No início, minha família também ficou com medo de eu não dar conta. Meu irmão insistiu que eu deveria contratar uma babá, mas eu disse que ele estava tirando o meu direito de ser mãe e que eu tinha condições de cuidar do meu filho. Com cinco dias de vida do Khauã, pedi ao meu marido para pegar algo e aproveitei para trocar a fralda dele com os meus pés. Ele nem estava sujo, mas fiz isso para provar que eu era capaz.

Nosso vínculo de mãe e filho era tão forte que ele sempre colaborou comigo desde bebê. Para trocá-lo, eu colocava um travesseiro e um colchão forrado no chão e o deitava. Sentava num banquinho e trocava a roupa dele com os pés. Ele ficava quietinho. Era como se ele entendesse que eu precisava da ajuda dele. Ele se moldou a mim. Quando o meu marido o trocava, ele ficava agitado.
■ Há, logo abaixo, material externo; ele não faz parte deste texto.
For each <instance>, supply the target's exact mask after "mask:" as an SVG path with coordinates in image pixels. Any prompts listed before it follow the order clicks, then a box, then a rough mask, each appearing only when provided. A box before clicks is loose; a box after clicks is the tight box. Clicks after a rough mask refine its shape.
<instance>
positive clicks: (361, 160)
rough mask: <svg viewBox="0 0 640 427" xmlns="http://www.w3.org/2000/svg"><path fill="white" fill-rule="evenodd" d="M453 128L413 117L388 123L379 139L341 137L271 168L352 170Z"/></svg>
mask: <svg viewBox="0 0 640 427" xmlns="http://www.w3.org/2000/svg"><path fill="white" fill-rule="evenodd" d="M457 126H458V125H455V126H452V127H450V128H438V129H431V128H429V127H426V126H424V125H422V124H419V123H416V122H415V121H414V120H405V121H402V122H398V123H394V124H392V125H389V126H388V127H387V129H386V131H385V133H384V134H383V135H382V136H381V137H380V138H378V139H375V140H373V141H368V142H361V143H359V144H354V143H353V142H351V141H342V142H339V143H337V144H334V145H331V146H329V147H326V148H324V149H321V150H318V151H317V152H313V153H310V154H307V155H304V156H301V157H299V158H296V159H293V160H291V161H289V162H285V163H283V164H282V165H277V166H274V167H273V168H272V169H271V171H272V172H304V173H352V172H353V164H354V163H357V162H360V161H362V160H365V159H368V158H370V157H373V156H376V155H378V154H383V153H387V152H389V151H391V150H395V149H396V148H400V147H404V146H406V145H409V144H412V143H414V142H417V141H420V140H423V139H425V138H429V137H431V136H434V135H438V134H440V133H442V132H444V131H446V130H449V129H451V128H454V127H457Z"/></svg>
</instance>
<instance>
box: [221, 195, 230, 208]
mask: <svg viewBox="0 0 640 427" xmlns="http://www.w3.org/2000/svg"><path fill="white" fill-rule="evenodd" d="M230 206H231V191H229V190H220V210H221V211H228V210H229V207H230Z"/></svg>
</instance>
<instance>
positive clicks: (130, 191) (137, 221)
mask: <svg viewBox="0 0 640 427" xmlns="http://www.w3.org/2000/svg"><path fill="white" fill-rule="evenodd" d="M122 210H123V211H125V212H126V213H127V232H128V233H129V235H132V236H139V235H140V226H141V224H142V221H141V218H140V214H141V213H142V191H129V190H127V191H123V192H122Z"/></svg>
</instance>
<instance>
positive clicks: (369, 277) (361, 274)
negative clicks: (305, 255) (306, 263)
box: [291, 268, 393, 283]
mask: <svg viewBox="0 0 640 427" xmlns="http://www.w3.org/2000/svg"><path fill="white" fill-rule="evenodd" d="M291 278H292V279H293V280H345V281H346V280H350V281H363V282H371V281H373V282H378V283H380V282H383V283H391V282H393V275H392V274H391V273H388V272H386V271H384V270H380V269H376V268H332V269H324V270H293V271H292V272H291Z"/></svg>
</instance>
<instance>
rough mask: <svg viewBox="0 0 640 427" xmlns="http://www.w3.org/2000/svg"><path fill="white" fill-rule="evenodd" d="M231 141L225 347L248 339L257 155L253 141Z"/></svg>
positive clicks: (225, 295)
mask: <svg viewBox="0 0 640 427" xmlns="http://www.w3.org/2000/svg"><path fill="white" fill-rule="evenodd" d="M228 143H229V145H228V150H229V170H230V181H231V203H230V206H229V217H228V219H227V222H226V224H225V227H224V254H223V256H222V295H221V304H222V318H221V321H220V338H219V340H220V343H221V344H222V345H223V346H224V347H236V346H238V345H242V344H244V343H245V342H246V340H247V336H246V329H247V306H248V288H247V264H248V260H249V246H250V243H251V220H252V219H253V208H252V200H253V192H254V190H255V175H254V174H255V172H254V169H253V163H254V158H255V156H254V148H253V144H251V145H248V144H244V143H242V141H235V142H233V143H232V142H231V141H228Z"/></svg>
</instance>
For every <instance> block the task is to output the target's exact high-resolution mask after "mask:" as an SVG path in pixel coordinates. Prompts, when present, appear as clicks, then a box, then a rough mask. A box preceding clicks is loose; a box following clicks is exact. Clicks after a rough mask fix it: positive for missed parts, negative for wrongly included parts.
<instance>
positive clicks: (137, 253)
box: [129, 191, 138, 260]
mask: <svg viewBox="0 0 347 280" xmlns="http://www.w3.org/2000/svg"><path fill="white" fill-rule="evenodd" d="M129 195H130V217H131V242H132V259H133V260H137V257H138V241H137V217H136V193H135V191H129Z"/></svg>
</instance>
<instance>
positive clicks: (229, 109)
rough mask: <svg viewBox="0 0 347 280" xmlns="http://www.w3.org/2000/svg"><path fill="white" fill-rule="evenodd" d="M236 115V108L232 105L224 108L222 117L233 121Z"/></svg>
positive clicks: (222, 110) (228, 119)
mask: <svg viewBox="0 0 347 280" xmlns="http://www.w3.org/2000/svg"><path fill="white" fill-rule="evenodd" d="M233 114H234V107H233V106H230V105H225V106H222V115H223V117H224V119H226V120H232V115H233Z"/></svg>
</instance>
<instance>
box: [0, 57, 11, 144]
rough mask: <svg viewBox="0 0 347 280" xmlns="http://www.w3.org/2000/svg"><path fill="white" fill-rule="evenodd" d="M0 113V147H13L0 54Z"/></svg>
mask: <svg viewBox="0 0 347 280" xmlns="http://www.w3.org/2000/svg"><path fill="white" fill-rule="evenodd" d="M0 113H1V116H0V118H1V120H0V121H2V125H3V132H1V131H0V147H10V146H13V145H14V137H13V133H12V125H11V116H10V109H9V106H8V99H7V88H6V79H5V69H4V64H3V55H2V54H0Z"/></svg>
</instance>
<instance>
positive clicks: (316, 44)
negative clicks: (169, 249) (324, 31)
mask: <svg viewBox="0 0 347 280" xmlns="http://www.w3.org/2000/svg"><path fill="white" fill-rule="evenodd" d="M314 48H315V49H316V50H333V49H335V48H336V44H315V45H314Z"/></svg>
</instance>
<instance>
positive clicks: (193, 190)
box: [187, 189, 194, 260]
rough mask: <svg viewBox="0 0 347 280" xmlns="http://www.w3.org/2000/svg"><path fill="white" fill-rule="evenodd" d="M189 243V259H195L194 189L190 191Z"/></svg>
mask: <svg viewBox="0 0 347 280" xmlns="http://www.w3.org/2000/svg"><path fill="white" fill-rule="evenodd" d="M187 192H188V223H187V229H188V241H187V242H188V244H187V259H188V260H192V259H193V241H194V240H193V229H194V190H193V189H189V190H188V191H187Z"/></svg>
Minha maior realização foi dar banho nele pela primeira vez quando ele tinha três meses. Minha vizinha dava um banho à tarde e o meu marido à noite. Um dia ele estava com febre e nós estávamos sozinhos. Levei a banheira para o quarto, enchi de água, coloquei ele deitado em cima do meu pé esquerdo e lavei com o direito. Liguei para o meu marido e contei o que tinha feito. Ele ficou feliz. Sempre me apoiou e confiou em mim como mãe.

O amor próprio fez eu me aceitar e me tornar independente

Hoje o Khauã está com três anos e nove meses e é muito comportado e carinhoso. Quando saímos, ele não corre, segura na minha mão, não faz birra para comer e limpa a minha boca com o guardanapo quando eu termino uma refeição. Ele é meu companheiro.

A psicóloga Lucinéia Baltazar nasceu sem o braço direito e parcialmente com o esquerdo - Arquivo pessoal - Arquivo pessoal
Imagem: Arquivo pessoal

Apesar de não ter os braços, faço tudo que uma pessoa faz. Cuido da minha família, limpo a casa e tenho a minha profissão. Não sinto mais vergonha da minha aparência, me acho bonita e sou bastante vaidosa. Faço a minha unha, sobrancelha, maquiagem e escova no cabelo.

Criei um canal no YouTube (Lucinéia Baltazar) para mostrar um pouco do meu dia a dia e incentivar as pessoas com deficiência a serem independentes. Passei a me aceitar quando entendi que precisava me amar para depois ser amada. Ao fazer isso, vemos o mundo com outros olhos e temos força para superar todos os obstáculos e buscar nossa felicidade”.